[dpdk-dev,memnic,1/7] guest: memnic-tester: PMD benchmark in guest

Message ID 7F861DC0615E0C47A872E6F3C5FCDDBD011A98C5@BPXM14GP.gisp.nec.co.jp (mailing list archive)
State Superseded, archived
Headers

Commit Message

Hiroshi Shimamoto Sept. 11, 2014, 7:46 a.m. UTC
  From: Hiroshi Shimamoto <h-shimamoto@ct.jp.nec.com>

Introduce memnic-tester which benchmarks MEMNIC PMD performance in guest.

It starts with two threads, one thread produces and consumes packets,
other thread receives packets and directly transmits the received
packets. This evaluates MEMNIC PMD running cost.

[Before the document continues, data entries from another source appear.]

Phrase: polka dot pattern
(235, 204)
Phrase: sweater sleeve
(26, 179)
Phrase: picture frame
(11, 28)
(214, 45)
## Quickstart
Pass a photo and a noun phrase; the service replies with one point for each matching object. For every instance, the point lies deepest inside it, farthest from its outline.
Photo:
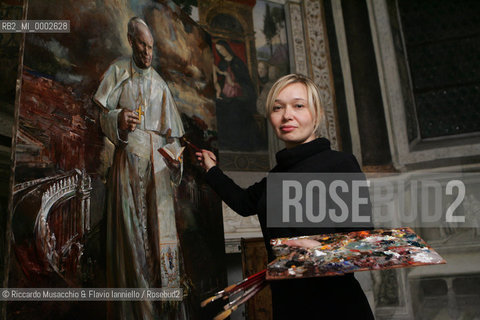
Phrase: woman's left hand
(207, 159)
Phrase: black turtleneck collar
(286, 158)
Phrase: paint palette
(339, 253)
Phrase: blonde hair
(313, 97)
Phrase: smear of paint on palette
(339, 253)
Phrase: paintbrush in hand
(194, 147)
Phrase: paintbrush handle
(247, 293)
(226, 292)
(191, 145)
(243, 287)
(241, 282)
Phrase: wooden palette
(340, 253)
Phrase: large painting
(65, 198)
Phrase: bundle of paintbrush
(240, 292)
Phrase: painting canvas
(236, 96)
(340, 253)
(62, 157)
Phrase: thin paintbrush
(231, 288)
(232, 306)
(194, 147)
(244, 287)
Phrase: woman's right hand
(207, 159)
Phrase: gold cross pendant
(140, 112)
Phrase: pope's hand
(207, 159)
(128, 120)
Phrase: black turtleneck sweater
(324, 297)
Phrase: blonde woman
(294, 111)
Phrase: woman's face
(291, 117)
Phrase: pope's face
(142, 47)
(223, 51)
(291, 117)
(262, 70)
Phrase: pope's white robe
(142, 243)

The master thread does rx_burst and tx_burst through MEMNIC PMD.
        +---------+
        | master  |
        +---------+
 rx_burst ^     | tx_burst
          |     V
      +------+------+
      |  up  | down | MEMNIC shared memory
      +------+------+
 set flag ^     | unset flag
          |     V
        +---------+
        |  slave  |
        +---------+
The slave thread emulates packet-in/out by setting flag on/off.

 master |<- put packets ->|     |<- get packets ->|
 slave  |   |<- rx packets ->|<- tx packets ->|   |
        |<----------------- set ----------------->|

Measuring how many sets in the certain period, that represents
the MEMNIC PMD performance. The master workload must be very low.

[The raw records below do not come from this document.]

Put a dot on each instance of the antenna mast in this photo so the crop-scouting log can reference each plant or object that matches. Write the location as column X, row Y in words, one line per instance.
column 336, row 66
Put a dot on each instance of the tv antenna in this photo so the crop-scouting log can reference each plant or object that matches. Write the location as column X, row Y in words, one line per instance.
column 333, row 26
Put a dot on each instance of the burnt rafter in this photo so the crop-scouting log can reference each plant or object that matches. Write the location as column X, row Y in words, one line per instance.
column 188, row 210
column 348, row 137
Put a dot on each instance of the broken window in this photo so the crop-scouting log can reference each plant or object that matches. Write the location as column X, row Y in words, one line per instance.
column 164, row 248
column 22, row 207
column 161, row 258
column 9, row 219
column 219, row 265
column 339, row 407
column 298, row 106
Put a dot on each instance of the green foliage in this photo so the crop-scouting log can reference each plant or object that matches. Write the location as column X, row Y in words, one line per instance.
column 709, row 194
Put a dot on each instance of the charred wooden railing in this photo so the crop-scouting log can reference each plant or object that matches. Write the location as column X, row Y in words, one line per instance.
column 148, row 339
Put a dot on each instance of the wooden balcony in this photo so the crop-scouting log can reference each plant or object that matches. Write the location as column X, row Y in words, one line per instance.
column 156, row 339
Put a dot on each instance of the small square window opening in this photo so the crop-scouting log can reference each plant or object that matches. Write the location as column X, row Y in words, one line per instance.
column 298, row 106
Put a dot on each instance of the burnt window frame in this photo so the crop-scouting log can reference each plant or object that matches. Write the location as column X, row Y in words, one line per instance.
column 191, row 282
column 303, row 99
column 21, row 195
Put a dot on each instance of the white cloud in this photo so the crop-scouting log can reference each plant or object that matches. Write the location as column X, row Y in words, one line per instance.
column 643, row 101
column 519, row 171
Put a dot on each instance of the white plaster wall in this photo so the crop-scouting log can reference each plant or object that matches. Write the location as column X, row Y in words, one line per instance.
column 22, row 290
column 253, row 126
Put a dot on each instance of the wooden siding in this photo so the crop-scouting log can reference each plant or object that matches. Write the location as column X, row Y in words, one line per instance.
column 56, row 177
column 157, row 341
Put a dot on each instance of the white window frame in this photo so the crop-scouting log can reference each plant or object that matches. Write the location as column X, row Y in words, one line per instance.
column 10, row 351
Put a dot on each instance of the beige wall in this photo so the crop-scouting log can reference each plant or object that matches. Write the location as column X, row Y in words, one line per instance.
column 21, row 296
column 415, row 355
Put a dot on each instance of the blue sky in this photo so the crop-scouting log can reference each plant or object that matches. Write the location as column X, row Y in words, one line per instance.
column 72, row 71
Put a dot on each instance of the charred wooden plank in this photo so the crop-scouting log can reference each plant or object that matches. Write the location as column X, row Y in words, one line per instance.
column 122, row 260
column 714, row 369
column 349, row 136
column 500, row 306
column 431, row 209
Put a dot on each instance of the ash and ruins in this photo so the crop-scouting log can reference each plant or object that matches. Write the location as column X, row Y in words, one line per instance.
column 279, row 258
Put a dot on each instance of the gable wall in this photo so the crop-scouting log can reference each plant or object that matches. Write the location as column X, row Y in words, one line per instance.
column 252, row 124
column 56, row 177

It shows that throughputs in different frame size.
  64, 128, 256, 512, 1024, 1280, 1518

Signed-off-by: Hiroshi Shimamoto <h-shimamoto@ct.jp.nec.com>
Reviewed-by: Hayato Momma <h-momma@ce.jp.nec.com>
---
 guest/Makefile        |  20 ++++
 guest/README.rst      |  94 +++++++++++++++++
 guest/memnic-tester.c | 281 ++++++++++++++++++++++++++++++++++++++++++++++++++
 3 files changed, 395 insertions(+)
 create mode 100644 guest/Makefile
 create mode 100644 guest/README.rst
 create mode 100644 guest/memnic-tester.c
  

Comments

Thomas Monjalon Sept. 24, 2014, 3:10 p.m. UTC | #1
Hi Hiroshi,

2014-09-11 07:46, Hiroshi Shimamoto:
>  master |<- put packets ->|     |<- get packets ->|
>  slave  |   |<- rx packets ->|<- tx packets ->|   |
>         |<----------------- set ----------------->|
> 
> Measuring how many sets in the certain period, that represents
> the MEMNIC PMD performance. The master workload must be very low.

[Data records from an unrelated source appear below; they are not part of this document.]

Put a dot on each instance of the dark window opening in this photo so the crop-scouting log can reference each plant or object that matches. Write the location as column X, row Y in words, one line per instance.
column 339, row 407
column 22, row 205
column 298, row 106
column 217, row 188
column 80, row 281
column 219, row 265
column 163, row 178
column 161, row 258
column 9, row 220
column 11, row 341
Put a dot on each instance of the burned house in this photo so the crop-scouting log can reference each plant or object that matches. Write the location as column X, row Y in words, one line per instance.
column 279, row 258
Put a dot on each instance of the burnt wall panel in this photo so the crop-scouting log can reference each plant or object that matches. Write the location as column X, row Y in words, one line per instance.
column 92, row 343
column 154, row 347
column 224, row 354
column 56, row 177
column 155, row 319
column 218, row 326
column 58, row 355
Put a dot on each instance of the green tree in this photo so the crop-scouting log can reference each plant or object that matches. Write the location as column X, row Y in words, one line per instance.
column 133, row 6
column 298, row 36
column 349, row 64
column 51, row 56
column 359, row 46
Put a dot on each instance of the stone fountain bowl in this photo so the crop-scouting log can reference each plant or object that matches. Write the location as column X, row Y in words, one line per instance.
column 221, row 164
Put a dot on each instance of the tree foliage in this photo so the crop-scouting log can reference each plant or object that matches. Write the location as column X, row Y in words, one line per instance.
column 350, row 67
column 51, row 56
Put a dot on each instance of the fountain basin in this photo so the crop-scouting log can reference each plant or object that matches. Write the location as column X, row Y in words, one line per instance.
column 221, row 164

Sorry, I don't really understand this diagram and the associated explanation.
Could you try to reword it?

Thanks
  
Hiroshi Shimamoto Sept. 24, 2014, 11:54 p.m. UTC | #2
Hi,
> Subject: Re: [dpdk-dev] [memnic PATCH 1/7] guest: memnic-tester: PMD benchmark in guest
> 
> Hi Hiroshi,
> 
> 2014-09-11 07:46, Hiroshi Shimamoto:
> >  master |<- put packets ->|     |<- get packets ->|
> >  slave  |   |<- rx packets ->|<- tx packets ->|   |
> >         |<----------------- set ----------------->|
> >
> > Measuring how many sets in the certain period, that represents
> > the MEMNIC PMD performance. The master workload must be very low.
> 
> Sorry, I don't really understand this diagram and the associated explanation.
> Could you try to reword it?

sure, will make more understandable description.
Could you please help me to do that?

The purpose of this program is measuring the performance of MEMNIC PMD itself.
It means that we'd like to know how much the PMD takes in rx and tx API.
The program does rx and tx in the slave thread and the PMD performance could
be measured how much packets are handled in certain period. By the way we
need to fill and clear MEMNIC packet buffer for enabling to work the PMD rx/tx
in the slave thread. Then, I made the master thread which fills and clears
MEMNIC packet buffer in the lightest way, and it should be with the least jitter.
If we generate a real packet out of VM, that may cause increasing jitter
outside of the MEMNIC PMD, it means we will not see the precise performance
of MEMNIC PMD itself.

Can you see the concept of this benchmark with the above?

thanks,
Hiroshi

> 
> Thanks
> --
> Thomas
  
Thomas Monjalon Sept. 25, 2014, 9:02 a.m. UTC | #3
> > >  master |<- put packets ->|     |<- get packets ->|
> > >  slave  |   |<- rx packets ->|<- tx packets ->|   |
> > >         |<----------------- set ----------------->|
> > >
> > > Measuring how many sets in the certain period, that represents
> > > the MEMNIC PMD performance. The master workload must be very low.
> > 
> > Sorry, I don't really understand this diagram and the associated explanation.
> > Could you try to reword it?
> 
> sure, will make more understandable description.
> Could you please help me to do that?
> 
> The purpose of this program is measuring the performance of MEMNIC PMD itself.
> It means that we'd like to know how much the PMD takes in rx and tx API.
> The program does rx and tx in the slave thread and the PMD performance could
> be measured how much packets are handled in certain period. By the way we
> need to fill and clear MEMNIC packet buffer for enabling to work the PMD rx/tx
> in the slave thread. Then, I made the master thread which fills and clears
> MEMNIC packet buffer in the lightest way, and it should be with the least jitter.
> If we generate a real packet out of VM, that may cause increasing jitter
> outside of the MEMNIC PMD, it means we will not see the precise performance
> of MEMNIC PMD itself.
> 
> Can you see the concept of this benchmark with the above?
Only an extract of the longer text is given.